• SP-SSW traffic to/from Chicago

  • Pertaining to all railroading subjects, past and present, in the American Midwest, including Ohio, Indiana, Illinois, Michigan, Wisconsin, Minnesota, Iowa and Kansas. For questions specific to a railroad company, please seek the appropriate forum.
Pertaining to all railroading subjects, past and present, in the American Midwest, including Ohio, Indiana, Illinois, Michigan, Wisconsin, Minnesota, Iowa and Kansas. For questions specific to a railroad company, please seek the appropriate forum.

Moderator: railohio

  by SooLineRob
 
Hello forum,

I'm unfamiliar with SP-SSW operations. I have a few questions for the board.

Prior to the SP's purchase of the former Alton route between St Louis and Joliet IL, how did SP and SSW traffic destined to/from Chicago reach the eastern railroads?

Once the DRGW-SP-SSW gained access to Chicago via the former Alton route, where did it go? Did the SP have their own yard in the Chicago area, or did they deliver/receive entire trains to foreign (eastern) roads via the IC trackage east of Joliet?

Thanks in advance,

Rob
  by doepack
 
SP traffic to Chicago was originally interchanged in the St. Louis area with the Alton, which later became GM&O, then ICG. Around 1987, the ICG sold the Joliet-St.

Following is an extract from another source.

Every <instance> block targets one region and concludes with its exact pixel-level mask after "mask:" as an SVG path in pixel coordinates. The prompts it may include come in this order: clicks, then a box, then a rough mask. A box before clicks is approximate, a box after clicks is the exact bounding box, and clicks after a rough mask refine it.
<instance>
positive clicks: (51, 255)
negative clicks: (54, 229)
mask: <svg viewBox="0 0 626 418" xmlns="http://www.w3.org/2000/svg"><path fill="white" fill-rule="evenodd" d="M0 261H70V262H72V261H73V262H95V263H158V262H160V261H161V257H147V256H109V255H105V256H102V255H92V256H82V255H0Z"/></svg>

Louis portion of the line to new startup Chicago, Missouri & Western, but the railroad was ill-managed, and out of business within a year. A new SP subsidiary, SPCSL (Southern Pacific Chicago St. Louis) was formed to take over the bankrupt CM&W, and interchanged with IC north of Joliet at Glenn yard via a trackage rights agreement, since IC still owned the Chicago-Joliet segment. Today of course, SPCSL is now UP, IC is now CN, but from what I've heard, UP doesn't run much freight traffic below Joliet on this route, so I'm not sure if the previous interchange agreements between the predecessor roads still exist...
  by 2nd trick op
 
I think it's reasonable to characterize the former Alton (later GM&O) as primarily a passenger-oriented railroad. It had the most direct route between the gateway cities of Chicago and St. Louis, and was the dominant player in the state capital city of Springfield at the height of the rail-dominated era.

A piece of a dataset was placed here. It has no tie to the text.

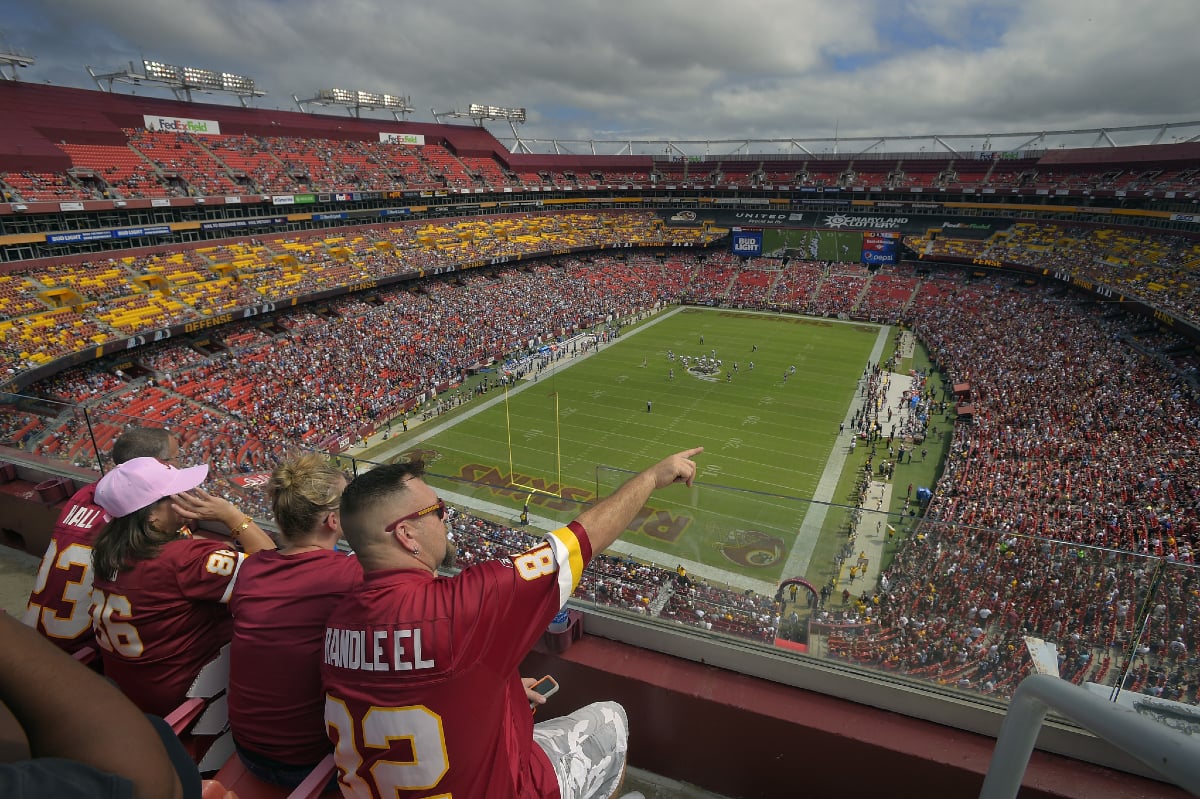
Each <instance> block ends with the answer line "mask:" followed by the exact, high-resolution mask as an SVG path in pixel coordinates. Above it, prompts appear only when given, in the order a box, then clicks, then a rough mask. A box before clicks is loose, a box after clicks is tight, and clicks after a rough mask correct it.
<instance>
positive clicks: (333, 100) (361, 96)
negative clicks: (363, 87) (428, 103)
mask: <svg viewBox="0 0 1200 799" xmlns="http://www.w3.org/2000/svg"><path fill="white" fill-rule="evenodd" d="M292 100H294V101H295V102H296V107H298V108H299V109H300V112H301V113H305V114H307V113H308V109H307V108H305V104H312V106H343V107H346V110H347V113H349V115H350V116H355V118H359V116H361V115H362V109H364V108H366V109H368V110H374V109H383V110H388V112H391V118H392V119H395V120H396V121H397V122H398V121H402V120H401V115H402V114H412V113H413V112H414V110H416V109H415V108H413V98H412V97H404V96H402V95H388V94H379V92H376V91H360V90H358V89H355V90H349V89H320V90H318V91H317V96H316V97H310V98H308V100H300V97H298V96H296V95H292Z"/></svg>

Conversely, Alton freight service was never emphasized, and when it got access to longer hauls, it always played "second fiddle" to carriers like illinois Central for St. Louis traffic and Burlington for the Kansas City gateway.

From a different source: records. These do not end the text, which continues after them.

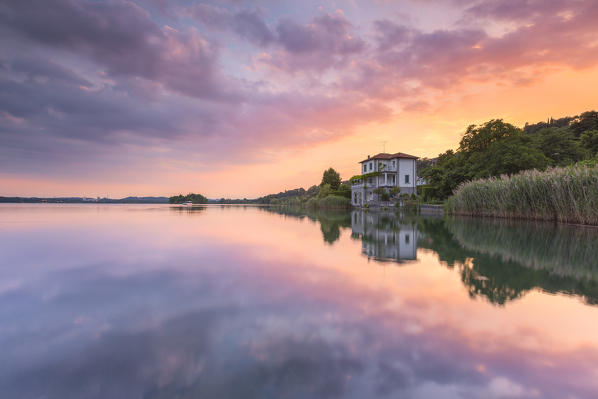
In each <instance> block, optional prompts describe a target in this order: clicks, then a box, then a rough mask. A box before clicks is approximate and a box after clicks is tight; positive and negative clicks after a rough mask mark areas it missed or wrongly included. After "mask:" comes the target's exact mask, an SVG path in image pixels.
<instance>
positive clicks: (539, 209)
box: [446, 165, 598, 225]
mask: <svg viewBox="0 0 598 399" xmlns="http://www.w3.org/2000/svg"><path fill="white" fill-rule="evenodd" d="M446 210H447V212H448V213H450V214H457V215H469V216H488V217H501V218H509V219H536V220H553V221H558V222H562V223H578V224H587V225H598V167H597V166H585V165H573V166H568V167H563V168H550V169H548V170H546V171H537V170H528V171H524V172H522V173H519V174H516V175H513V176H501V177H497V178H488V179H479V180H474V181H471V182H467V183H463V184H461V185H460V186H459V187H457V189H456V190H455V192H454V193H453V196H451V197H450V198H449V199H448V200H447V203H446Z"/></svg>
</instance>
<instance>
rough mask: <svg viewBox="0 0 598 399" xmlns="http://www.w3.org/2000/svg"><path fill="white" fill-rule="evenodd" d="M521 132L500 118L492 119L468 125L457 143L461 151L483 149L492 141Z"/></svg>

And up until UP's bid for Missouri Pacific in the 1980's. Cotton Belt was considered primarily a player for transcontinental traffic via Memphis and St Louis. Its famous "Blue Streak" service swung south all the way to El Paso before it headed west. Meanwhile "overland" transcontinental freight moved primarily over the UP; Rio Grande prospered primarily due to local dominance in the mountains of Colorado and Utah and a number of friendly connections, but its curvature and grades were too severe, and its traffic control system too limited, to ever go head-to-head with UP and SP.

Finally, once the "big UP" emerged in the wake of Mr. Anschutz' bold play, it could reach Chicago from the "southern route" (which has easier grades than Sherman Hill and the Wasatch), via the Thebes bridge below St. louis and the former Chicago and Eastern Illinois, which MP controlled by the late 1960's. That, happily, leaves the former Alton main open for redevelopment as a true passenger-oriented corridor.
  by Engineer Spike
 
I think SP used the BRC Clearing Yard as its Chicago terminal, and interchange point. When I was with BN, before the UP merger, there used to be lots of SP units at Clearing.

SP also had rights over BN. I'm not sure how they were able to justify getting them. Wasn't this for KC traffic?
  by Zanperk
 
For the Golden State traffic via KC, they were working a couple of options: buy Soo's ex-Milwaukee Road route to KC, or purchase KC - CHI trackage rights from BN (and NS).

Trib article

I remember an EB hotshot that used to bomb through the morning rush and blow me back from the platform in Lisle.